Automatically extracting tables from PDFs – whether native or scanned – is hard. Small-scale extraction of one or two tables is fine, either manually or using one of the free services on the web. When you want to extract dozens – or thousands – of pages per day then the problem is different. That is what we are addressing here.
This testing focused on financial statements - annual reports - (as PDFs), to determine which software was most reliable for the automatic extraction of tables.
The testing was to establish the percentage of extracted tables that were 100% correct. The row and columns had to be correct, their headers have to be correct, and all the data had to be correct.

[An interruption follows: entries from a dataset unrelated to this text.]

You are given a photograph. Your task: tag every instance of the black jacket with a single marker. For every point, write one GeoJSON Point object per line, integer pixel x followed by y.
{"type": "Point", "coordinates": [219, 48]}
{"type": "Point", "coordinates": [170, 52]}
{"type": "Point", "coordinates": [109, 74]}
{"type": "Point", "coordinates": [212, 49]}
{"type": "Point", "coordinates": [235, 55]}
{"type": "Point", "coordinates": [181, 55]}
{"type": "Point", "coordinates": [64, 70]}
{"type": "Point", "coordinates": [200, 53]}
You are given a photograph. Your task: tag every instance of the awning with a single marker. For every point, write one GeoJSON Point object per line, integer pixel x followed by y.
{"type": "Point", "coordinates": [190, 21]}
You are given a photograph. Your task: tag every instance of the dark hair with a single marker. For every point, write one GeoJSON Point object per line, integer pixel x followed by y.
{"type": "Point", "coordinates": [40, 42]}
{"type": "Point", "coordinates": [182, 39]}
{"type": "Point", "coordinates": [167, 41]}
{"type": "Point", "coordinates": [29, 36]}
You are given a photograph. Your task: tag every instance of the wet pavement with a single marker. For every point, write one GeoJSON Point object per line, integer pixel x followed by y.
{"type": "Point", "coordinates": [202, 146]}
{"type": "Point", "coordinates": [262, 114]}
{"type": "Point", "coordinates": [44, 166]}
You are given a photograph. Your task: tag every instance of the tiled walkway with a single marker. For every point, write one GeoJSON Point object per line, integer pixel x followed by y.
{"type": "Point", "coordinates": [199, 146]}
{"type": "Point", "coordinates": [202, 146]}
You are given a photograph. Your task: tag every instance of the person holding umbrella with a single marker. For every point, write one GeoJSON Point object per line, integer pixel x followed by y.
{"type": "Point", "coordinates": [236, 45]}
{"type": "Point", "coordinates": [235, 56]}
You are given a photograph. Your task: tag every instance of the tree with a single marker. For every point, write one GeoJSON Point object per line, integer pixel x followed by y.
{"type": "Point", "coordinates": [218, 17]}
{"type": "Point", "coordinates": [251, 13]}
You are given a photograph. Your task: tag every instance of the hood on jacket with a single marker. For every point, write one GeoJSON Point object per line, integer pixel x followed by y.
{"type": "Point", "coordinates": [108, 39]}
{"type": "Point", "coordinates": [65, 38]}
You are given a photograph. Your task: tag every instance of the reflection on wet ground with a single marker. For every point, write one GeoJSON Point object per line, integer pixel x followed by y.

We processed 4 pages with tables at random from each of 25 published annual reports: 10 from FTSE100 companies, 10 from S&P500, and 5 from DAX-listed firms. The companies were all chosen at random. The randomness meant we tested a wide range of tables, both in terms of content and layout. There were a total of 173 tables in these 100 pages.
Zanran was substantially the most accurate, with almost 80% of extracted tables fully correct.
The Scaffolder produced a separate worksheet for each table, and named the worksheet according to the page number, which made it easy to follow manually.
The Excel also included any notes at the bottom of the tables – as blocks of text in the Excel.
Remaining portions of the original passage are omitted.